Di tengah melambatnya pertumbuhan ekonomi dan lemahnya daya beli, fenomena lipstick effect belakangan terjadi di Indonesia. Melansir dari Investopedia, fenomena lipstick effect adalah suatu fenomena dimana konsumen masih menghabiskan uang untuk kesenangan-kesenangan kecil di saat kondisi ekonomi sedang melemah atau hanya memiliki sedikit uang.
Istilah "lipstick effect" dicetuskan pertama kali oleh seorang billionaire dan CEO Estee Lauder, Leonard Lauder pada tahun 2001 ketika ia menyadari adanya lonjakan penjualan lipstick di perusahaannya pasca insiden 9/11.
Fenomena lipstick effect adalah respons masyarakat dalam menghadapi tekanan ekonomi dengan cara mengalihkan pola belanja dari barang-barang mewah atau mahal ke barang-barang yang lebih terjangkau.

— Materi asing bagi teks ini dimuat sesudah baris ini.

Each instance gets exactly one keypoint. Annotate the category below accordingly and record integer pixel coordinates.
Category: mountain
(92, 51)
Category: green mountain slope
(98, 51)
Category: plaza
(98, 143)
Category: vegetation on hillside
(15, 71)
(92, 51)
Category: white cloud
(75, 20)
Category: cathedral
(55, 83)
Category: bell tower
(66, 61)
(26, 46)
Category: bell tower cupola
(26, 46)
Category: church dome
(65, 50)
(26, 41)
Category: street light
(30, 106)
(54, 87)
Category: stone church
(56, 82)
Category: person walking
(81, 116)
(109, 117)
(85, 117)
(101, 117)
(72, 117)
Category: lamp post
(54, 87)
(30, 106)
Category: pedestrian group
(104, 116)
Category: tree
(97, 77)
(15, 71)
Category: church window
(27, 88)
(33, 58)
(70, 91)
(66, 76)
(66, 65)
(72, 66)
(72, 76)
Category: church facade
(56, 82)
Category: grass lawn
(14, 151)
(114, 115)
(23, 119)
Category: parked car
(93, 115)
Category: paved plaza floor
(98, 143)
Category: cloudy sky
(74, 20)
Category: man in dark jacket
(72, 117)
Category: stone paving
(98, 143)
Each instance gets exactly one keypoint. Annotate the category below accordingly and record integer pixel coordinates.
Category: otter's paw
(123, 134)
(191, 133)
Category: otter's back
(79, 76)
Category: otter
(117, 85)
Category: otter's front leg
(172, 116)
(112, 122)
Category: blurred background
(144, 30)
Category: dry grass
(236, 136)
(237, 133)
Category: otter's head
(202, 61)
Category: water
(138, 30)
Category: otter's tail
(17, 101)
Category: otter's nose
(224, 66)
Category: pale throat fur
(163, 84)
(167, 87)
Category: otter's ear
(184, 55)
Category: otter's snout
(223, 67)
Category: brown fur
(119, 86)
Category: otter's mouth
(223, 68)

Istilah kerennya adalah affordable luxury. Perubahan pola konsumsi ini dianggap dapat memberikan kepuasan tersendiri atau semacam penghiburan kecil di tengah ketidakpastian ekonomi.
Meski bernama "lipstick effect", fenomena ini tidak terbatas pada pembelian lipstick atau produk kecantikan semata. Pembelian barang-barang yang termasuk kebutuhan tersier, seperti tiket konser, gadget, atau pakaian bermerk juga tergolong ke dalam fenomena lipstick effect.
Selain faktor ekonomi, lipstick effect juga dapat dipicu oleh faktor psikologis dan sosiologis. Zubin Sethna, professor entrepreneurial marketing and consumer behaviour di Regent's University London, sebagaimana dikutip oleh The Independent menyebut, lipstick effect berakar pada kecenderungan konsumen untuk mencari kenyamanan dan gratifikasi emosional di masa-masa sulit.
Profesor Sethna juga mengatakan bahwa memanjakan diri dengan membeli barang-barang yang sedikit mewah ketika mengalami tekanan finansial menawarkan eskapisme sementara dan kesenangan yang nyata tanpa beban finansial dari investasi yang lebih besar sehingga memicu aliran dopamine dan menghadirkan dorongan psikologis.
Sementara itu, secara sosiologis, fenomena lipstick effect dapat dipengaruhi oleh viralitas di media sosial. Hal ini misalnya terjadi ketika demam boneka Labubu, boneka monster lucu keluaran Pop Mart yang harganya bisa mencapai jutaan rupiah.
Meski boneka Labubu sudah ada sejak 2015, kepopulerannya menanjak signifikan setelah Lisa Blackpink mengunggah foto boneka Labubu miliknya di Instagram pada April 2024. Sejak itu, Labubu Lisa menjadi viral, bukan hanya di negara asal Lisa, Thailand, melainkan juga meluas ke Indonesia, Vietnam, Malaysia, Singapura dan berbagai negara di Asia lainnya. Proses mendapatkan boneka Labubu yang menantang karena seringkali ditawarkan dalam blind box tentu menawarkan pengalaman berbelanja yang unik pada pembeli.
Gaya hidup FOMO juga dapat memicu lipstick effect, terutama di kalangan anak muda. Menurut Center of Economic and Law Studies (Celios) sebagaimana dikutip oleh Tirto.id, fenomena lipstick effect termasuk ke dalam kategori doom spending.
Fenomena doom spending yang terjadi pada gen Z dan milenial turut memperkuat fakta mengenai tren belanja berlebihan yang dipicu oleh ketakutan akan kondisi ekonomi di masa depan yang lebih buruk. Pendapatan rendah bahkan di bawah UMR, ancaman PHK, lapangan kerja sempit, harga rumah naik gila-gilaan dan tak terjangkau kantong, membuat banyak anak muda putus asa. Akhirnya pendapatan saat baru kerja dihabiskan untuk hura-hura karena tidak ada harapan jadi kaya di masa depan.